Just put some rub on the butt while you wait for the cooker to fire up, and when you have the cooker at the temp you want, just put it in there. Then learn your cooker. Keep the temps where you want it. Cook the butt until it is probe tender, or the bone can be pulled out with no resistance. Let it rest before pulling, then pull and enjoy.
The reason I say this because if anything goes wrong, it will not be hard to figure out. If you are not only learning your cooker, but also woried about injections, marinades, brines, slathers, mops, bastes, pans, foil, etc, you're just going to make it harder on yourself, and if something goes wrong you're most likely not going to be very sure what caused it.

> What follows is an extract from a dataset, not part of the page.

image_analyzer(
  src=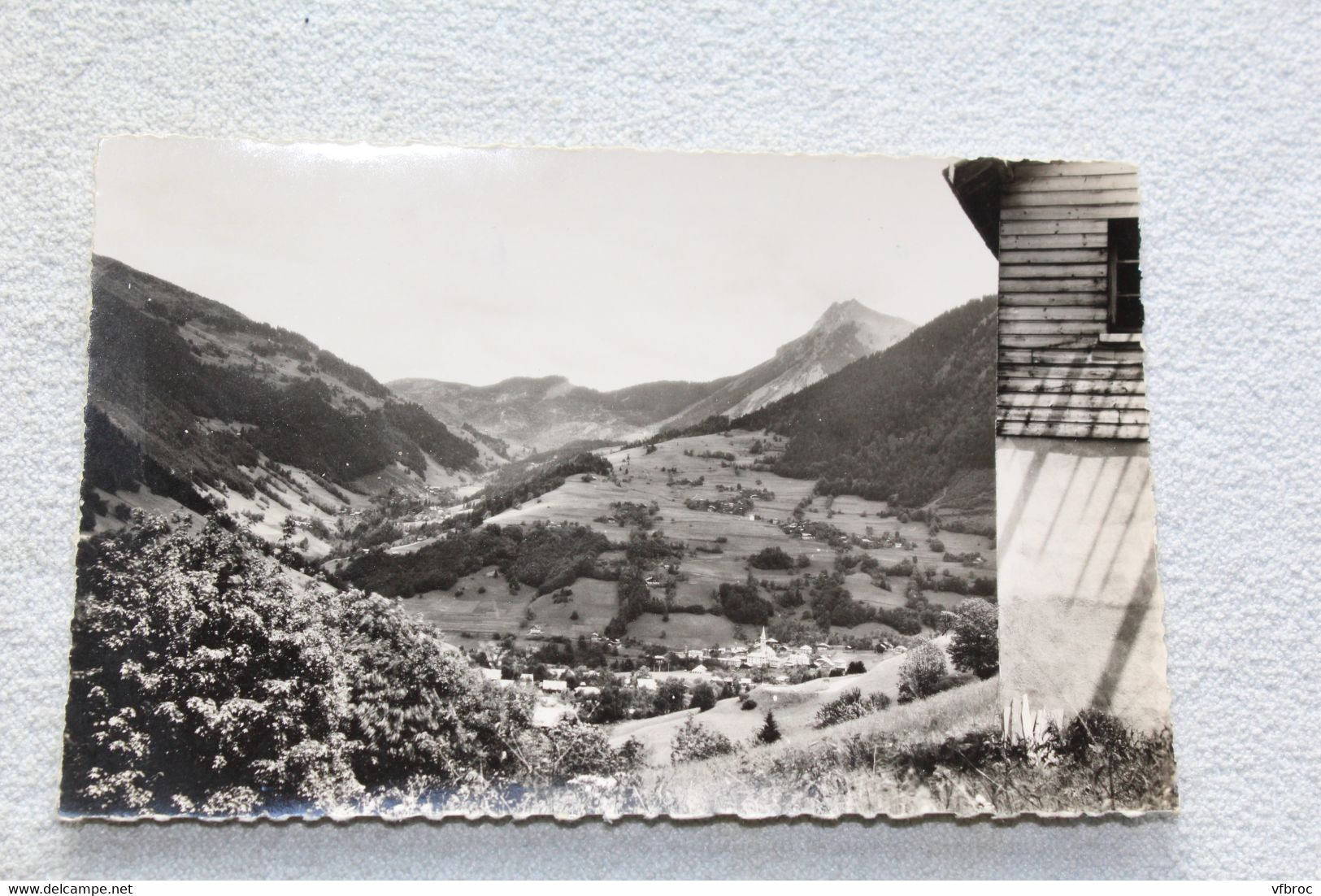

Beleive it or not, a simply cooked butt, with just rub and properly applied smoke and heat, is damn good. It doesn't NEED all that other stuff. It's just plain good as it is.
After you nail this, and have your cooker figured out, start changing things one at a time. Add this or that. But just one thing at a time. This way you will know if it truly made things better or not.
Sometimes, I forget that you are a foil-hat-wearing, spotted owl killing, gun toting, science denying, right winger college dropout -- and I agree with you.